3. Texture features: certain tissue level characteristics may be informative for the grouping of slides. The _estimateGreyComatrixFeatures_ function in the new _LocalTextureEstimationModule_ module randomly samples a fixed number of patches from the specified masked area and computes a gray cooccurance matrix for the comptuatoin of textural features such as contrast, dissimilarity, homogeneity, ASM, energy, correlation. The mean and standard deviation across the sampled patches is now provided.
A more full description of these features is available in the skimage documentation: https://scikit-image.org/docs/dev/api/skimage.feature.html#skimage.feature.greycoprops
4. Background computations: we came to notice that a number of the metrics that we had would also be quite valuable if they were performed on the *non* tissue area, i.e., the white background. Since the background is expected to be homogenous in terms of texture and color, it becomes easier to identify anomalies, such as dust or white-balance issues, in that context. To that end the
_getContrast_, _getBrightnessGray_, and _getBrightnessByChannelinColorSpace_ functions in the _BrightContrastModule_ module now have additional parameters which can be set:
*prefix*: becomes the prefix of the created metrics
*invert*: specifies to take measurements from the inverse of the target mask
*mask_name*: the name of the mask to use
in this case, by setting the variables to background, True, and img_mask_use, respectively, one will compute metrics on the invest of the current mask. Note that the placement of these functions matter in terms of location in the pipeline. From the example configuration files, we can see compute these metrics early, essentially after identifying the background, and then compute them again (with invert = false) as a final step to compute the same metrics except this time on the issue.

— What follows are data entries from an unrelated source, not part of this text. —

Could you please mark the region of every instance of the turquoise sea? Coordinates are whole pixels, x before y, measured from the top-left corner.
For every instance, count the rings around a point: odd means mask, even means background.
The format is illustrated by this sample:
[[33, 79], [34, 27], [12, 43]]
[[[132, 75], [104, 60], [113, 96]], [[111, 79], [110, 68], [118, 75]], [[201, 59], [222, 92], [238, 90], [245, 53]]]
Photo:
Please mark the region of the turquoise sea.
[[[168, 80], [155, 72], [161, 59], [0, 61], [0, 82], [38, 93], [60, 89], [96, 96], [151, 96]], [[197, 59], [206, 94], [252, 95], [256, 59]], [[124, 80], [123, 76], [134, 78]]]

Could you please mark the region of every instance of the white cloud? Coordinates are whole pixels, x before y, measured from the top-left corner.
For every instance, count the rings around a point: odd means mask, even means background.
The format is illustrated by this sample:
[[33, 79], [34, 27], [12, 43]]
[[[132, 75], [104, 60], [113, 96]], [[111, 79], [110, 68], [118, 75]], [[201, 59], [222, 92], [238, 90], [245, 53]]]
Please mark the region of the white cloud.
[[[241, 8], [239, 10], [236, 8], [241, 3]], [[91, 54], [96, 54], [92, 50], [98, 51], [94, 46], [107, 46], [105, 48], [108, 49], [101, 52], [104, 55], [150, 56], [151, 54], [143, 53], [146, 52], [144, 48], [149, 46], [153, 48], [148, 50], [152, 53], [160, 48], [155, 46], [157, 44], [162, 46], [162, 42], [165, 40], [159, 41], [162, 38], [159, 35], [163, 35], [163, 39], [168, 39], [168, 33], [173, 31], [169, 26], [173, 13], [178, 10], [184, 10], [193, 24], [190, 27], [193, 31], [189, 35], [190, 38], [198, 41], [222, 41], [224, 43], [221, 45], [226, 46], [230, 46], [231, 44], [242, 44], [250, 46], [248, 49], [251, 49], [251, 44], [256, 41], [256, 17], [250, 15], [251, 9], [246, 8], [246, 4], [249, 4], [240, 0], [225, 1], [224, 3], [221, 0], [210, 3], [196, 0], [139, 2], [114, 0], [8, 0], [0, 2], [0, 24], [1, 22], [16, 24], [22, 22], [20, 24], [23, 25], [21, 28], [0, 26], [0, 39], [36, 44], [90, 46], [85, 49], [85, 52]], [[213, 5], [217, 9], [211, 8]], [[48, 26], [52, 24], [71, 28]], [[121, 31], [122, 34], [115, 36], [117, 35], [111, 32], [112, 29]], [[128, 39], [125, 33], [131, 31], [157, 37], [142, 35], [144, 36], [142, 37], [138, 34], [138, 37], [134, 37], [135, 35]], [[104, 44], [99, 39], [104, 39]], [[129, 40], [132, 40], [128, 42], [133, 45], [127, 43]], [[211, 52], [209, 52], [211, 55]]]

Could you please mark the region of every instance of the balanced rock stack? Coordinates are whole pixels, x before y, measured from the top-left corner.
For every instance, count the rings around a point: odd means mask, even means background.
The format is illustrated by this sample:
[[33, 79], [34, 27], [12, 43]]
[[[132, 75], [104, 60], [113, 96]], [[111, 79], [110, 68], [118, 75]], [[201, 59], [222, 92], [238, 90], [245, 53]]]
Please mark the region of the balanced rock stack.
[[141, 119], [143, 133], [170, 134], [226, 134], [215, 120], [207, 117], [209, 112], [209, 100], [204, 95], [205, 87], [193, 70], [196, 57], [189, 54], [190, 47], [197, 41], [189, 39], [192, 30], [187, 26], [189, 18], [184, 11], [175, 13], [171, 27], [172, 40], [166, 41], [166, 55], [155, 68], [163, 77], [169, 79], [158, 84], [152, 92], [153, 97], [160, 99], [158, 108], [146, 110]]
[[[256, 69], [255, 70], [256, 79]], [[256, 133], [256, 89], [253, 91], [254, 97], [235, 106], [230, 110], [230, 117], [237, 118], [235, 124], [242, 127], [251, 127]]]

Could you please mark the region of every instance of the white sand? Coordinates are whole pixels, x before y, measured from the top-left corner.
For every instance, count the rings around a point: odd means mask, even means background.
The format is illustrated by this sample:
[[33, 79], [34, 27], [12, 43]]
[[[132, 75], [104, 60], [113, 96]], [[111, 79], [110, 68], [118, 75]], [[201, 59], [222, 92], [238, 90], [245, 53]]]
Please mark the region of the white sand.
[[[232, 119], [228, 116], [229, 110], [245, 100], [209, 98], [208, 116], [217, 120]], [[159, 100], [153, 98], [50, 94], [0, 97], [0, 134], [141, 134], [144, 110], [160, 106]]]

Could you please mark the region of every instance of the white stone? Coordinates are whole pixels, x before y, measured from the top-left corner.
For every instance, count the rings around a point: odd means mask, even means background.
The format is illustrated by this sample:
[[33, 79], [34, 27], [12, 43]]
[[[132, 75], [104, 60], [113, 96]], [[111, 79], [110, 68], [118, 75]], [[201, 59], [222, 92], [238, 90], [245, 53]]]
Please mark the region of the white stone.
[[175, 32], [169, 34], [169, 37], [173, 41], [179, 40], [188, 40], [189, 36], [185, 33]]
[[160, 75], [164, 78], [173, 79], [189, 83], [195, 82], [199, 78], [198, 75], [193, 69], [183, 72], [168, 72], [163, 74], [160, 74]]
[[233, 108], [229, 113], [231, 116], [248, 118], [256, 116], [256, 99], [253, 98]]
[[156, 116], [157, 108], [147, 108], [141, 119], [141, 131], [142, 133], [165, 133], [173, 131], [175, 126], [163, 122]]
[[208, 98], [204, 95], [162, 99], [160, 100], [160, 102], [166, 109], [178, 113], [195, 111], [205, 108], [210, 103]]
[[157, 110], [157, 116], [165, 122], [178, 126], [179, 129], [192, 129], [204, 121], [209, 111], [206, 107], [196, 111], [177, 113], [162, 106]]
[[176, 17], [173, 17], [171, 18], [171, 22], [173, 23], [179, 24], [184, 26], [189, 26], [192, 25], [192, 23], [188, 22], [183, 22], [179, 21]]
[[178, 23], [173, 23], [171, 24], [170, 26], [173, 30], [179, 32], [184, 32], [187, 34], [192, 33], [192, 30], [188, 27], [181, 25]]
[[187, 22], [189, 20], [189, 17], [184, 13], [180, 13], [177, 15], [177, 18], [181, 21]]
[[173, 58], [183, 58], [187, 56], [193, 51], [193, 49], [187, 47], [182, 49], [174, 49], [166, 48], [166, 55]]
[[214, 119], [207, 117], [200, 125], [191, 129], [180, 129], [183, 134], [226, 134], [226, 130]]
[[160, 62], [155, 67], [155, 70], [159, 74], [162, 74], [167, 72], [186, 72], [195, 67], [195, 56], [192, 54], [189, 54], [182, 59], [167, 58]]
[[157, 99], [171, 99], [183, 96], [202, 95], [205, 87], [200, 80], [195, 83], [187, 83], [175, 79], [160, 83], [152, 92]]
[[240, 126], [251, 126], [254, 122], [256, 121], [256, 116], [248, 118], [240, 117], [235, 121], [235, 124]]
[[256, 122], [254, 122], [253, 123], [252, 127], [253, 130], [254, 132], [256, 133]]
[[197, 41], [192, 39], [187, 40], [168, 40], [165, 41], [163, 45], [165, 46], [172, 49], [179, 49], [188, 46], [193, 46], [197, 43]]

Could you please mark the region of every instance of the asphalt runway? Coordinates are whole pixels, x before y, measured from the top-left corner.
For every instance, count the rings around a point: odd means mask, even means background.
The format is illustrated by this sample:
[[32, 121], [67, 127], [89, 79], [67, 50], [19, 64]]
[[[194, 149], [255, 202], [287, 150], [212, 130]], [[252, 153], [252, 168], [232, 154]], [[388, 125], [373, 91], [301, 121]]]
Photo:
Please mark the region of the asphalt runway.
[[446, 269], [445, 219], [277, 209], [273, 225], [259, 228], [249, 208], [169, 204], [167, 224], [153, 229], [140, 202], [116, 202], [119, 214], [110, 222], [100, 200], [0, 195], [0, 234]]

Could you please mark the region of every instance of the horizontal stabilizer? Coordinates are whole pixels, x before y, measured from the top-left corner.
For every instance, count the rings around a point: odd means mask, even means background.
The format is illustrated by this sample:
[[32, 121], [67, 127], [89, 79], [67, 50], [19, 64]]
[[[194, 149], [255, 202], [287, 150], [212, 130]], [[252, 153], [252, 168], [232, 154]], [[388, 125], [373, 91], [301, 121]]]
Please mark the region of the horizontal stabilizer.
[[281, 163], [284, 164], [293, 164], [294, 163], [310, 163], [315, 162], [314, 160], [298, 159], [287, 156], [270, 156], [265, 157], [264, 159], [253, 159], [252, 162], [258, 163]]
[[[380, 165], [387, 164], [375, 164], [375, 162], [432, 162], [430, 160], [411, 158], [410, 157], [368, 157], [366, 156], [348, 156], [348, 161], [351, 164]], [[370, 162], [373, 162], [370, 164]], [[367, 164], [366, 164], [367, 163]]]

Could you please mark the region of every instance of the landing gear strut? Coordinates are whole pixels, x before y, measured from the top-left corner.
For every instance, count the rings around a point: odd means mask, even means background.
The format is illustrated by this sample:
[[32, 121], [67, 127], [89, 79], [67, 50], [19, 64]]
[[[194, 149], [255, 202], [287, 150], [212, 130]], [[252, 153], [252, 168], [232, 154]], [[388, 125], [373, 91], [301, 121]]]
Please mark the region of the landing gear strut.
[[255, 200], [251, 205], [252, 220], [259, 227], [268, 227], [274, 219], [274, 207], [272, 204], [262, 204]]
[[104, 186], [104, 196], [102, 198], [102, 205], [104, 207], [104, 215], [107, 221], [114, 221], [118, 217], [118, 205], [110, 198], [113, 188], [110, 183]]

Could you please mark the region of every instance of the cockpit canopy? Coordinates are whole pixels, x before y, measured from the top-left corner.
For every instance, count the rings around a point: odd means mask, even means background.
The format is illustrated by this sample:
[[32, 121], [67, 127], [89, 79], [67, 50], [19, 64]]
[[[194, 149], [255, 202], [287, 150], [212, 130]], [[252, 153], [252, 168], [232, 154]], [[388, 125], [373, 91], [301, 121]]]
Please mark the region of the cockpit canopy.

5) Object counts: we have added both size, and number of objects detected for various metrics. For example _removeSmallObjects_ in the _MorphologyModule_ module now explicitly mentions the number of objects removed, their average and maximum size. This will give a sense for how the removal took place, i.e., was it a number of smaller objects (e.g., dust particles) or a single larger object (smear).
6) Improved memory consumption: this was a bit of a special add-on. While operating on images HistoQC stores the masks in memory in a uncompressed matrix, which can become quite burdensome on smaller machines. We now support an “in_memory_compression = True” parameter, which for a very small time penalty, will compress objects before storing it in memory. In many cases this results in a 10x reduction in memory footprint per image, potentially allowing for better usage of threads and thus concurrency, resulting an overall higher throughput.
7) Improved deconvolution outputs. There appeared to be some number explosion issues in the lastest skimage deconvolution functions, so we added some clipping to prevent them from affecting the rescaling, and now the deconvolution images appear much more sensical and give a good feeling for how the staining is taking place.
8) Added “nsamples_per_example” to ClassificationModule.byExample to enable a sub-setting of training data for the specified classifier. This has 3 types of values, when
nsamples_per_example= -1 -- > use all examples, previous version equivalent default
nsamples_per_example < 1, use a percentage of the possible data from each image
nsamples_per_example > 1, use exactly this many examples for training
if using large exemplar images, or a large number of small images, even most settings of this parameter (e.g., 1000) will result in significantly faster training times. Note: this only affects training time and not testing time.
9) added template images for coverslips on IHC images, markers of blue, red, black, green colors
10) config_ihc.ini and config_v2.1.ini have been added. The first provides a baseline configuration file which appears to work well with Brightfield H+DAB IHC images. The second provides a complete working example of the functionality provided by this v2.1 update.
As always, please note that the provided configuration files are examples (and often excessive) to demonstrate functionality. Inclusion/exclusion of modules should be based on real-world cohort experiments. Providing your own example images (e.g., pen marking and coverslip) and template images (for histogram comparison), will great improve performance.